The excellent thermal and chemical stability of UiO-66 makes it an outstanding support for the loaded noble metal particles. Wang et al. designed a Pd–Co@UiO-66 catalyst with Pd–Co particles encapsulated in the framework of UiO-66 for the conversion of FFR to CPO.⁸² The Pd–Co@UiO-66 showed higher catalytic performance with a 95% yield of CPO at 120 °C for 12 h than monometallic Pd@UiO-66, indicating a synergetic catalytic effect of trace Co with Pd metals. To increase the number of Lewis acid sites, –NO₂ modified UiO-66 was adopted as the support. Wang and their co-workers prepared highly dispersed Pd particles encapsulated in UiO-66-NO₂ (Pd/UiO-66-NO₂) by a double-solvent method followed by H₂ reduction.⁸³ After the heat treatment, more Lewis sites can be exposed owing to the creation of missing-linker defects. Therefore, the obtained defective Pd/UiO-66-NO₂ exhibited an excellent catalytic performance with 98.9% FFR conversion and 95.5% CPO selectivity at 150 °C for 5 h. An array of Pd particles loaded on Cu-MOFs with pure Lewis acidity were prepared for the hydrogenative ring-rearrangement reaction of FFR (Fig. 7b).⁸⁴ Due to the high surface area and homogeneous dispersion of the Pd particles as well as the strong acidity of Cu-BTC, Pd/Cu-BTC showed remarkable catalytic activity and stability.

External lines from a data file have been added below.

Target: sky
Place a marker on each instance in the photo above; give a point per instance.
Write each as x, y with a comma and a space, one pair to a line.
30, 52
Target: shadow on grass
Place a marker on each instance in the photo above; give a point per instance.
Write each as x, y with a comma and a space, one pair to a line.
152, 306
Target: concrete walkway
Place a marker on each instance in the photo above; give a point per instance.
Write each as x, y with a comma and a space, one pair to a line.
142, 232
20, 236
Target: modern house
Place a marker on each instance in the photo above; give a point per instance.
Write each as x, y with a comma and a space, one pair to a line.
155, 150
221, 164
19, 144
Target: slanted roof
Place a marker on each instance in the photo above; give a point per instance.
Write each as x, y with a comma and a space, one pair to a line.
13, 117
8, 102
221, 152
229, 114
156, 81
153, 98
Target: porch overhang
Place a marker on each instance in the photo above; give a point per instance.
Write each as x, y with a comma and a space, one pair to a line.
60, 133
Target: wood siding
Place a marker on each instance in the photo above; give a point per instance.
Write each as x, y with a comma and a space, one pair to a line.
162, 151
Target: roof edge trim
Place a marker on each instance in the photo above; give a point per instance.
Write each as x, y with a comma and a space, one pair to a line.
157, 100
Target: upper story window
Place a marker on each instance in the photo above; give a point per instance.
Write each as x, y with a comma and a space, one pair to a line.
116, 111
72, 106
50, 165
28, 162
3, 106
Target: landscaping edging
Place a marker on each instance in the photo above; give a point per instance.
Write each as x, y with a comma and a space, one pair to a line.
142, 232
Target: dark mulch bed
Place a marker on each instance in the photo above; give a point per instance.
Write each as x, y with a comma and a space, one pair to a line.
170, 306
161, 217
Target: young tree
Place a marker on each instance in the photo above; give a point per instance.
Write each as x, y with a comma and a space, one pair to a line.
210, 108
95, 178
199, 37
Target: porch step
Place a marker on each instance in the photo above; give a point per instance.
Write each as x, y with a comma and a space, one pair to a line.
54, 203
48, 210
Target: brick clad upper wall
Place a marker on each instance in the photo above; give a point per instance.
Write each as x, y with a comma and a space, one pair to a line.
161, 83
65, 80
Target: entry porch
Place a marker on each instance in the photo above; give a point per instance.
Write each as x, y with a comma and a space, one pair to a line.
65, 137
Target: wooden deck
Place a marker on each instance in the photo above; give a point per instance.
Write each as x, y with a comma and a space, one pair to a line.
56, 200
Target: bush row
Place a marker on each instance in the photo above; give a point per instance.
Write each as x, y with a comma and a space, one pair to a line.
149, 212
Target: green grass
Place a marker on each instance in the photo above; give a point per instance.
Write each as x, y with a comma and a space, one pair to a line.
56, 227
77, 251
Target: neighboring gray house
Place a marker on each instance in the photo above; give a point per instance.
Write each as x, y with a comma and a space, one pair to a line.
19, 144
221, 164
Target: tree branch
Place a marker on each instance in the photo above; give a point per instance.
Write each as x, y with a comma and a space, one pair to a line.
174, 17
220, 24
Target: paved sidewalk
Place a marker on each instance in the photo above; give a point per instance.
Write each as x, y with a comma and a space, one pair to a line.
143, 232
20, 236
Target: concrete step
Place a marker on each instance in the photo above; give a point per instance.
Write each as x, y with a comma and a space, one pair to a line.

Non-noble metals are increasingly being exploited for the conversion of FFR to CPO, including a few reported MOF-derived non-noble metal catalysts. Huang et al. fabricated a series of N-doped bimetallic catalysts (CoNi@NC) by employing NiCo-MOFs as the precursor.⁴⁹ Among them, 2Co-1Ni@NC-800 displayed the highest CPO yield (92.5%) at 150 °C and 1 MPa H₂ for 5 h. It was shown that there exist active Lewis acid sites in CoO_x and NiO on the surface of 2Co-1Ni@NC-800, which is favorable to the arrangement process of FFA. Additionally, the catalytic mechanism of FFR hydrogenation to CPO was proposed (Fig. 7c). First, the FFR and H2 are absorbed at the active sites on the catalyst surface, where the FFR is converted to FFA. Then, the rearrangement reaction occurs at the Lewis active sites, followed by a hydrogenation reaction to convert the FFA to CPO. The excellent stability of the 2Co-1Ni@NC-800 catalyst is closely related to the tightly wrapped C–N layer coated around the metal particles, which restricts the loss of metal particles in the reaction process. The Cu-based catalyst was reported to be effective in activating the C=O bond, and the addition of Ni displayed a synergistic effect to be capable of enhancing the activity of FFR towards CPO. Wang et al. employed Cu-BTC as the precursor to impregnate Ni ions for fabricating CuNi bimetallic catalysts (Fig. 7d).⁸⁵ The MOF-derived porous carbon can not only act as a support but also prevent the metal particles from accumulating. Using CuNi_0.5@C as the catalyst, 99.3% FFR conversion and 96.9% CPO yield were obtained within 5 h at 130 °C and 5 MPa H₂.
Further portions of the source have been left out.